Radiation due to fissile isotopes has been detected at levels some 400 times normal in the soil about 25 miles from the plant and traces of radiation have been detected in air as far away as Seattle, Washington. An ocean plume of radioactive water will reach the US in 2014.

ocean plume

Ocean Plume

The relative risk is unknown but simply calls attention to the magnitude of the damage which has occurred at the reactors in northern japan.

Much of the radiation must be coming from the on-site waste storage. The issue of nuclear waste continues to plague the nuclear industry in one form or another. We all want the power, but nobody wants the waste.

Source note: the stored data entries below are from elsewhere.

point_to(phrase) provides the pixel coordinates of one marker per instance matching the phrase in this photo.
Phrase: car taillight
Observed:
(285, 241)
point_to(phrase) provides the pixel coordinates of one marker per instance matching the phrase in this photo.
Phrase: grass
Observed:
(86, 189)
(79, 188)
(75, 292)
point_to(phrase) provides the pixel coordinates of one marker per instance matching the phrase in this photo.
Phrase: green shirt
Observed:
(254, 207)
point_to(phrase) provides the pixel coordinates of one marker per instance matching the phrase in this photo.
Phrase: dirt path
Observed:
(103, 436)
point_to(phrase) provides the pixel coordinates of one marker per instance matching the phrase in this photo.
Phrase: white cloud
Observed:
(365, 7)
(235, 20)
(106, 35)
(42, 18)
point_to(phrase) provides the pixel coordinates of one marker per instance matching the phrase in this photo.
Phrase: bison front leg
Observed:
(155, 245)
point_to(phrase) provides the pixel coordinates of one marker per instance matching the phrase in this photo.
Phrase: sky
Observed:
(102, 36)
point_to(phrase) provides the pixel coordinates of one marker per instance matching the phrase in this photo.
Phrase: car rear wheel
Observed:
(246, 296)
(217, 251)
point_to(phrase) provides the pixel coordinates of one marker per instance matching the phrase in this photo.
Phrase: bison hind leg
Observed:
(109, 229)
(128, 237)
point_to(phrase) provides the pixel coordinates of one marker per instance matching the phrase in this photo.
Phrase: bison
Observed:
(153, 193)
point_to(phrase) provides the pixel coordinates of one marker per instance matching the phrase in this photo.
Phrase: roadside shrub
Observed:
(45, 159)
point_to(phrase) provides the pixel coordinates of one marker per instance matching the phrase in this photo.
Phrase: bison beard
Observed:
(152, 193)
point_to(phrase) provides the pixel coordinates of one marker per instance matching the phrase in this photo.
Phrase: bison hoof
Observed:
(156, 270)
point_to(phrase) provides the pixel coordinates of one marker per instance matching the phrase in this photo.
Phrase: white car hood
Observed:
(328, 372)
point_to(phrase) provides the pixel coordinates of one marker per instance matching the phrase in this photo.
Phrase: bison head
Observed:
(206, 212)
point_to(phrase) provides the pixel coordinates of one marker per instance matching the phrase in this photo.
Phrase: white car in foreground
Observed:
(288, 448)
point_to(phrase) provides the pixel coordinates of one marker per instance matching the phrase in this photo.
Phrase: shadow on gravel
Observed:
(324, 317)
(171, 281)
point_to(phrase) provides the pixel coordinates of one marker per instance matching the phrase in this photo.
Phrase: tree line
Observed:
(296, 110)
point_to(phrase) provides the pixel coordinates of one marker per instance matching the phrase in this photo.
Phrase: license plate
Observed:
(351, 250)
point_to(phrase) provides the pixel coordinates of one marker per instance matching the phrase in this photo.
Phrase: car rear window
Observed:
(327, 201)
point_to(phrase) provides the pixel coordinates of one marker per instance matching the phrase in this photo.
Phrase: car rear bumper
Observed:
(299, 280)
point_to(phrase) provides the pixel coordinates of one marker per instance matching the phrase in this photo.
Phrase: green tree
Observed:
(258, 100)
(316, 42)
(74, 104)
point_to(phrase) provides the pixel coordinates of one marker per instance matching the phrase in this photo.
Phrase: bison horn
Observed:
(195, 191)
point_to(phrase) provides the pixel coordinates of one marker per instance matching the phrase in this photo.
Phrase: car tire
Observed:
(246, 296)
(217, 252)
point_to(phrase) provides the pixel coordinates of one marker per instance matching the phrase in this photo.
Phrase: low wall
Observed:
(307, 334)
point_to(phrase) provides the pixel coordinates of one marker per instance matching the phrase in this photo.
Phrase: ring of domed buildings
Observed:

The problems at the Fukushima plant are due mainly due to the loss of power on site. The diesel generators which should have provided backup power to the site to maintain reactor coolant water failed because of the tsunami. Because of lack of coolant water, the fuel rods overheated, causing the metal cladding to melt, then react with steam in the reactor to produce Hydrogen. It was this Hydrogen which caused explosions in two or more of the reactor buildings. These explosions damaged the spent fuel pools which allowed water to leak out, thus precipitating radiation leaks.

The fuel rods in the spent fuel pools constitute high level nuclear waste. Unlike the fuel rods in the cores of the reactors, those in the spent fuel pool are not within any containment barrier. Rather they sit at the bottom of a swimming pool like structure. When coolant water is lost from these pools the rods overheat, melt and release radioactivity.

Every reactor in the United States stores its high level radioactive wastes in this relatively insecure fashion. The wastes are stored in the pools for five to ten years until cool enough to be moved to other storage locations. Severe weather events such as tornadoes, flooding, hurricanes, or even terrorists could damage the integrity of the fuel pools, unlike the much more secure reactor cores.

If nuclear power is to have a renaissance, there must be greater attention paid to the issue of on site waste storage. Of course more secure handling of wastes will only add to the cost and it is ultimately cost factors which will determine the fate of nuclear power here in the United States.